250話 エピローグ的な陽だまり亭の日常 -5-

公開日時: 2021年3月26日(金) 20:01
文字数:3,576

 残った酢飯と具材を全員で平らげ、夜遅くなって手巻き寿司パーティーはお開きとなった。

 

 泊まっていったらどうかというジネットの誘いに、明日も朝から仕事があるからと館へ帰っていったエステラ。

 本当に、わずかな時間を利用して陽だまり亭の飯を食いたかったらしい。

 帰り間際に「本当にリフレッシュ出来たよ」とにこにこ顔で言って、いまだ降り続く雨の中を傘を片手に帰っていった。……陽だまり亭宣伝Tシャツを着たままで。
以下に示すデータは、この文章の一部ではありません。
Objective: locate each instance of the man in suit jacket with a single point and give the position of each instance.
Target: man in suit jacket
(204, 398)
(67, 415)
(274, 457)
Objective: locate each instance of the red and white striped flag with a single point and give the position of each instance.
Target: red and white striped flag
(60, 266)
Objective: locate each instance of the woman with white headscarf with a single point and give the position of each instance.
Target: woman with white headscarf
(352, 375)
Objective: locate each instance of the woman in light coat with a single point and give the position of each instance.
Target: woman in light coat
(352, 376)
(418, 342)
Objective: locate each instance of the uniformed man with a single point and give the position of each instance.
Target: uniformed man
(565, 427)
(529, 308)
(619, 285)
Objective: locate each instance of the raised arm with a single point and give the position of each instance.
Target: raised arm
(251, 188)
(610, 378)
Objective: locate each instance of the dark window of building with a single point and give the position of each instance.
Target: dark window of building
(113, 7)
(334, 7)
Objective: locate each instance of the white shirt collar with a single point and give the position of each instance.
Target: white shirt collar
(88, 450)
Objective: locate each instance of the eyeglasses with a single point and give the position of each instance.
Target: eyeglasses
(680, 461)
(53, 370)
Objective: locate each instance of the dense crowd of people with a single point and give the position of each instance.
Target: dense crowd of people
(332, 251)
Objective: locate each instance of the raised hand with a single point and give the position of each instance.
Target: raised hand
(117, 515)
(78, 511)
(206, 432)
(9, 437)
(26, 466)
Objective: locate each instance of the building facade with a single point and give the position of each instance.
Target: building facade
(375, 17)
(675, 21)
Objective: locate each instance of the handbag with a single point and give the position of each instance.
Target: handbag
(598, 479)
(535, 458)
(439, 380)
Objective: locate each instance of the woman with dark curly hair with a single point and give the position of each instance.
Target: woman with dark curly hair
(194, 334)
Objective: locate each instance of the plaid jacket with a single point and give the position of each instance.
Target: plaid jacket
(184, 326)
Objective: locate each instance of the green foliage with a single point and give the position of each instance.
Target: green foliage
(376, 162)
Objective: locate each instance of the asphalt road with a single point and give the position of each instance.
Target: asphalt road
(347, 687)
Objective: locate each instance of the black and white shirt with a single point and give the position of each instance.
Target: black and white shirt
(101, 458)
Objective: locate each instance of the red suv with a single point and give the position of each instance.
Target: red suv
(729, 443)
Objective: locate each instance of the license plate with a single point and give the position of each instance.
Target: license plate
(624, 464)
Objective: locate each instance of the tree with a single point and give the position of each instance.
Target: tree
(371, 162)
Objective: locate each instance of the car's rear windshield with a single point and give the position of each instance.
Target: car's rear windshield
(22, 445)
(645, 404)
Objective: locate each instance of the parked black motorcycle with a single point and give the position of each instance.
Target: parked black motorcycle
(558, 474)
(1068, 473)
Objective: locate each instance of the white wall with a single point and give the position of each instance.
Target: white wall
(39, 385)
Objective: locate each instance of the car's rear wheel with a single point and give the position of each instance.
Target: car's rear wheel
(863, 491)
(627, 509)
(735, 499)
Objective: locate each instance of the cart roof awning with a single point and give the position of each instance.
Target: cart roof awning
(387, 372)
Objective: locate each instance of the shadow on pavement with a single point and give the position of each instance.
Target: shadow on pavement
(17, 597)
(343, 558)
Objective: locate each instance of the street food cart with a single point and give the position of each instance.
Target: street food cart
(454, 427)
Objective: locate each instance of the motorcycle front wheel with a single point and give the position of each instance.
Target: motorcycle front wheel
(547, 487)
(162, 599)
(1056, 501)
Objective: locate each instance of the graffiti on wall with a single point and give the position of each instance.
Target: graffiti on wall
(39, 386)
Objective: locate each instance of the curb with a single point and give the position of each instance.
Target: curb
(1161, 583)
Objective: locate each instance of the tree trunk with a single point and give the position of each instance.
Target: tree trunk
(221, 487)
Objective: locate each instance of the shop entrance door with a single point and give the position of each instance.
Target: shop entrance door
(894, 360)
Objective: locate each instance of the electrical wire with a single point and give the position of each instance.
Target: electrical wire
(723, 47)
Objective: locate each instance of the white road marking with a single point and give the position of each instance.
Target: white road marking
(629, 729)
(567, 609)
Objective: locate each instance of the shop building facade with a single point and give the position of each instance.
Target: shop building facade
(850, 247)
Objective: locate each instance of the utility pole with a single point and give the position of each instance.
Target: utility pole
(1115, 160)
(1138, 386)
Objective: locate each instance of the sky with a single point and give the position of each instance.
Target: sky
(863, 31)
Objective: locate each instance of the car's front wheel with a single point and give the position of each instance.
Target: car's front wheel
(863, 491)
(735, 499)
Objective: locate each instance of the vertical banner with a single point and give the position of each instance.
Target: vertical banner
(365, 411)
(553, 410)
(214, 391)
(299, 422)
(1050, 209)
 さて、あいつはいつ自分の服装に気が付くんだろうか。

 

 エステラって、頭いいのか悪いのかよく分からないよな。

 まぁ、頭のいいバカなんだろうな、きっと。

 

 ロレッタはというと、この大雨に怯えている妹がいるとかで、夜一緒に寝てやるのだと帰っていった。

 しっかりお姉ちゃんしてんだよな、あいつも。

 

 そしてマグダは――

 

「……後片付けはマグダが手伝むにゅう……」

 

 ――と、寝ぼけ始めていたので部屋へと連れて行って寝かしつけた。

 満腹になると眠たくなるもんな。……ここまで極端にはならないけども。

 

 時刻はそろそろ夜半かというところ。

 ジネットも眠たくなってくる頃合いだ。

 厨房へ戻って片付けを手伝い、さくっと終わらせて寝てしまおう。

 

「お疲れ様です。濡れちゃいましたね、はい、タオルです」

 

 厨房に戻ると、すぐにジネットがタオルを出してくれる。

 中庭に、屋根が欲しくなってくるな。

 せめて、濡れずに行き来できる範囲で。豪雪期までに何か考えるかなぁ。

 二階に行くのにいちいち傘が必要とか、匠が見たら劇的にビフォーアフターしたくなっちゃう案件だぞ、これ。

 

「片付けは?」

「あと少しというところです」

「じゃ、手伝う」

「はい。ありがとうございます」

 

 どんな些細なことも、当たり前とは思わずに礼を寄越してくる。

 それを負担だとは考えないんだよな、ジネットは。

 また、口癖のように言っているわけでもない。それくらいは口調で分かる。

 

 ジネットの言葉には、いつも心がこもっている。

 

 結構しんどいはずなんだけどな。

 一言一言、全部に心を込めるってのは。

 それを、こいつは苦労だとは思わずに普通にやってのけている。

 他人の話を聞き流したり、茶化したりせず、しっかりと向き合って話を聞いてくれる。

 だからなんだか、安心してしまう。

 

 たぶん、そういうところなんだろうな。

 ジネットがジネットっぽいのは。

 

「はい。これでおしまいです」

「お疲れさん」

「ふふ。お疲れ様でした」

「何かおかしかったか?」

「あ、いえ……ふふ」

 

 水を切るために両手をぴっぴっと振りながら、俺はジネットに問う。何を笑ってんだ?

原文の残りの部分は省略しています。